Hernandez's slider indeed had less right-to-left movement than it's had in most (but not all) starts over the past year, but it was also very flat, having a lot less sink than it does when "normally nasty". Similarly, his curve had less sink than it's had, while breaking left only a shade less than average (and within a normal range). His two-seamer/sinker had pretty good sink, although within his normal range. Its run-back was ordinary for him and for a two-seam fastball in general.
In sum, maybe the Safeco Pitch F/X cameras "gave" Liriano's slider an extra inch of left-to-right break, but he had a ton of sink whereas Hernandez had his second flatest slider of the year, so I don't think Safeco's Pitch F/X cameras/software (systematically or "for one night only") are faulty. The only possible savior for this hypothesis is that the cameras/software were somehow working differently for right and left handed pitchers. Glen Perkins had insane sink on his two sliders and very good sink on his two-seamer (SSS!), so I suppose this is possible, but so did right-hander Brandon League, so I wouldn't bet on it.
(BTW, Hudson's Pitch F/X numbers are the picture of game-to-game steadiness, so Arizona's data would seem sound, as well.)
Second possibility: Liriano changed what he threw, deliberately as directed.
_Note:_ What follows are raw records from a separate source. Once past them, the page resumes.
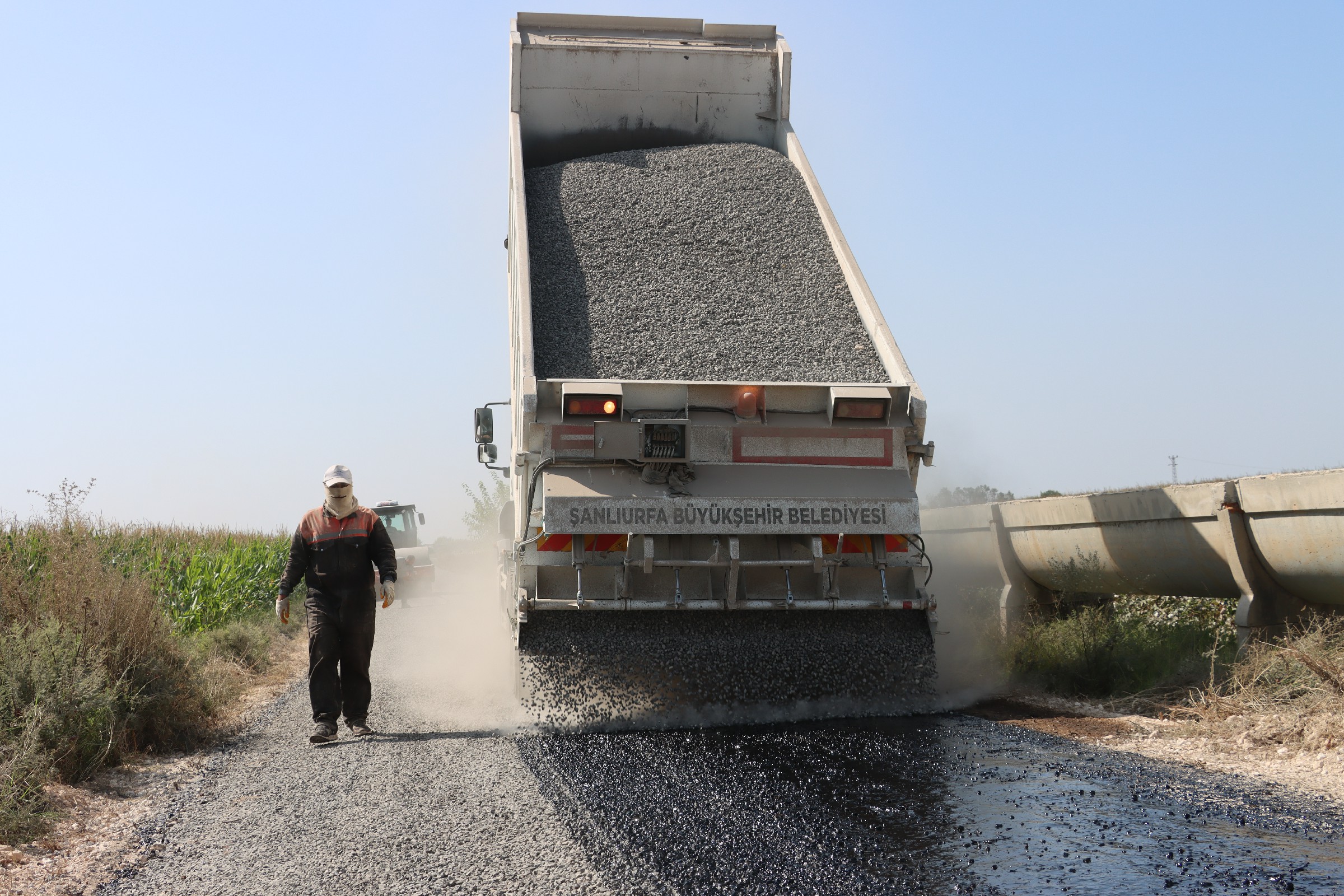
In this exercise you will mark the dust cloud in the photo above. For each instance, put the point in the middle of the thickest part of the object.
(449, 654)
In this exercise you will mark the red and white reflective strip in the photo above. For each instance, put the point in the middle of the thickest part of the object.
(864, 543)
(590, 542)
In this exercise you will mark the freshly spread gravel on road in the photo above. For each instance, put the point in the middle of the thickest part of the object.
(441, 801)
(689, 264)
(597, 668)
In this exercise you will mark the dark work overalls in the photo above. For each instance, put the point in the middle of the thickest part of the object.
(337, 559)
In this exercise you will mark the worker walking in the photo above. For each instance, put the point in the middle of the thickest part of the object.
(335, 550)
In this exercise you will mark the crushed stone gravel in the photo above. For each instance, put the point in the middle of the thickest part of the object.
(596, 669)
(689, 264)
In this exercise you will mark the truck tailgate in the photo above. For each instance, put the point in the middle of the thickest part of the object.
(731, 500)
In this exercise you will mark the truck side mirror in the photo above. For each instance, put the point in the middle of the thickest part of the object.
(484, 426)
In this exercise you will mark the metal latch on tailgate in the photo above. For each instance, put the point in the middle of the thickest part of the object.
(926, 450)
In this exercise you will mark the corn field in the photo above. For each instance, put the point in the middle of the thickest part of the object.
(202, 578)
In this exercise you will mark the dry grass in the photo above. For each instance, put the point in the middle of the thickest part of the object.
(1282, 693)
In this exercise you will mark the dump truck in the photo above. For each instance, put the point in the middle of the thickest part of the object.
(756, 480)
(414, 566)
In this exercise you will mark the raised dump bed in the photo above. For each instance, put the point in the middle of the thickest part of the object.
(709, 410)
(704, 262)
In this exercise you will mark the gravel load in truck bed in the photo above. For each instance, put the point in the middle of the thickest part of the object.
(689, 264)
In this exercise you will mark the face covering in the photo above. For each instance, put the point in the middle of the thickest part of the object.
(340, 500)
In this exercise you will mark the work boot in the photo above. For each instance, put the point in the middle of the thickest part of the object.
(323, 732)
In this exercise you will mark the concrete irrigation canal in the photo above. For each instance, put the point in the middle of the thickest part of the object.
(440, 802)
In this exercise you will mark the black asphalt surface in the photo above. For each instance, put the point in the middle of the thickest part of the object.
(440, 802)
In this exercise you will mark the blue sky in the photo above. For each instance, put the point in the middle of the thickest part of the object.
(240, 242)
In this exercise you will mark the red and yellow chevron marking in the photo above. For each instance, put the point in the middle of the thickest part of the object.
(590, 542)
(864, 543)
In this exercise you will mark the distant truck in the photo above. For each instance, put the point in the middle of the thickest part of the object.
(414, 567)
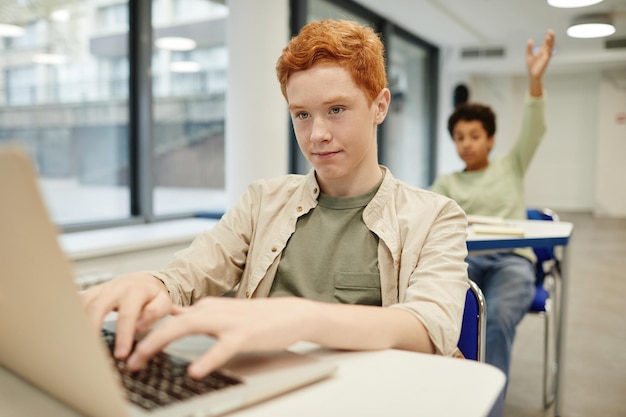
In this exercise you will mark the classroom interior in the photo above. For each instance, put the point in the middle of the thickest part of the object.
(578, 170)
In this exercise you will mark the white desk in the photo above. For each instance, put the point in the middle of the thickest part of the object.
(538, 233)
(382, 383)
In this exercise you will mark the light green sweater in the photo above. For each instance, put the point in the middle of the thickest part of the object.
(498, 189)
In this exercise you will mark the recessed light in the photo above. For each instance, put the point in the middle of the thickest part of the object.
(173, 43)
(50, 59)
(10, 31)
(572, 3)
(591, 26)
(184, 66)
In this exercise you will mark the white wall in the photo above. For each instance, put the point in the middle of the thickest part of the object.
(579, 166)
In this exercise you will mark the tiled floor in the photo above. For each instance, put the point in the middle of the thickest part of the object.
(594, 373)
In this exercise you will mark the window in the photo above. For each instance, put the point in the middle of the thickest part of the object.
(70, 96)
(189, 64)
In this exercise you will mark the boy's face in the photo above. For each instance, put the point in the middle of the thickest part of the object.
(472, 144)
(336, 127)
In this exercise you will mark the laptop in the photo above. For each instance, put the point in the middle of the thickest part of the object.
(48, 340)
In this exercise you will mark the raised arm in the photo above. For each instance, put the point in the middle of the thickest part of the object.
(536, 63)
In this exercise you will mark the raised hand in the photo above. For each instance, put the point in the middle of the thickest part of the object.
(536, 63)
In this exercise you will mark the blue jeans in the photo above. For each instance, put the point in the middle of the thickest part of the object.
(508, 283)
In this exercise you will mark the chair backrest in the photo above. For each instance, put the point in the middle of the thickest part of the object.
(547, 253)
(472, 339)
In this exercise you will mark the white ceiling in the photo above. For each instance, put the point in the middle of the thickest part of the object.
(455, 24)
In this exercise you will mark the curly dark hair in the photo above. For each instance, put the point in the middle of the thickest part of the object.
(474, 111)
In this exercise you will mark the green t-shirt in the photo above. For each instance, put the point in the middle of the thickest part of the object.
(332, 256)
(498, 189)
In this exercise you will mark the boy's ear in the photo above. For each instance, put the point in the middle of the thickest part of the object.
(382, 105)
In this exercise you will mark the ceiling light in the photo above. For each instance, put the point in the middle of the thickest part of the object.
(61, 15)
(572, 3)
(184, 66)
(10, 31)
(591, 26)
(51, 59)
(175, 44)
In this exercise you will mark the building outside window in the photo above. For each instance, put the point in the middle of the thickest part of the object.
(64, 98)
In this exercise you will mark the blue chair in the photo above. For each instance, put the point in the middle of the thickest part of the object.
(547, 281)
(472, 339)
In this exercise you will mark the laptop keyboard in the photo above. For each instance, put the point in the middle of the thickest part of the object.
(164, 380)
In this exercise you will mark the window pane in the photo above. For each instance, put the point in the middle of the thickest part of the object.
(407, 145)
(63, 98)
(189, 65)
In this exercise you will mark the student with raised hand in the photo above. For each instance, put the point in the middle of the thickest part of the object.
(496, 188)
(346, 256)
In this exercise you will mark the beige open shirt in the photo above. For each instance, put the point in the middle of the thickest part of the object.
(421, 250)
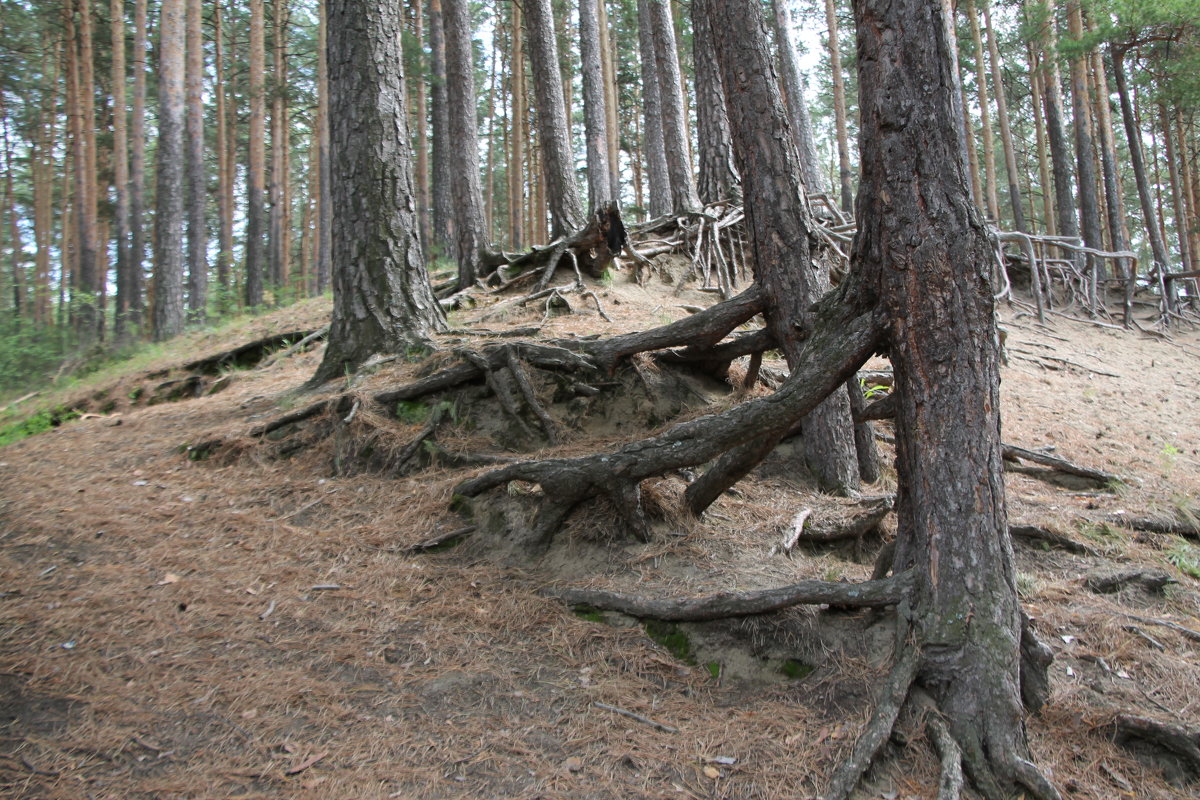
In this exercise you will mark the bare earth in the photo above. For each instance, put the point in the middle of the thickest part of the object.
(251, 626)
This is the "Kreminology" hypothesis, and it would hold that DicknBert talking about how Liriano was going to be throwing exclusively the four-seamer meant something. They weren't speculating idly. Lip-service to Liriano pitching "his way" aside, the Twins had told him to scrap the two-seamer he threw so effectively against Seattle and they meant it. He did and his primary fastball lost five inches (i.e. tons) of effective sink. Throwing the four-seamer (or perhaps "backing off" to try to throw deeper into the ballgame) somehow "spilled over" mechanically and affected the slider and change-up, which flattened out.
Third: There is an armslot or other "big" delivery mechanics issue at play. Against Seattle, he did something differently mechanically (armslot, stride length, whatever) that put a lot less pure backspin on everything, and his pitches accordingly dropped off the table. DickNBert may be correct and he may have been throwing the four seam fastball v. Seattle, too (but with a result that looked exactly like a two-seam sinking fastball "should" look), but whatever he's "supposed" to be throwing he needs to figure out how to throw it with the action he had last week.
I'm very curious whether anybody noticed anything different in his delivery. I'm curious whether the fastball he was throwing that had 8+ inches of run-back was somehow a four seam fastball. I'd like to think DicknBert were just babbling - recall when Bert declared Liriano had just started to move around on the rubber months after he'd started to last season - and that the Twins wouldn't try to change what Liriano did in Seattle. Can he succeed with just the improved horizontal movement on his slider (which, by the way, was the only standout feature of his no-hitter) and change-up separation?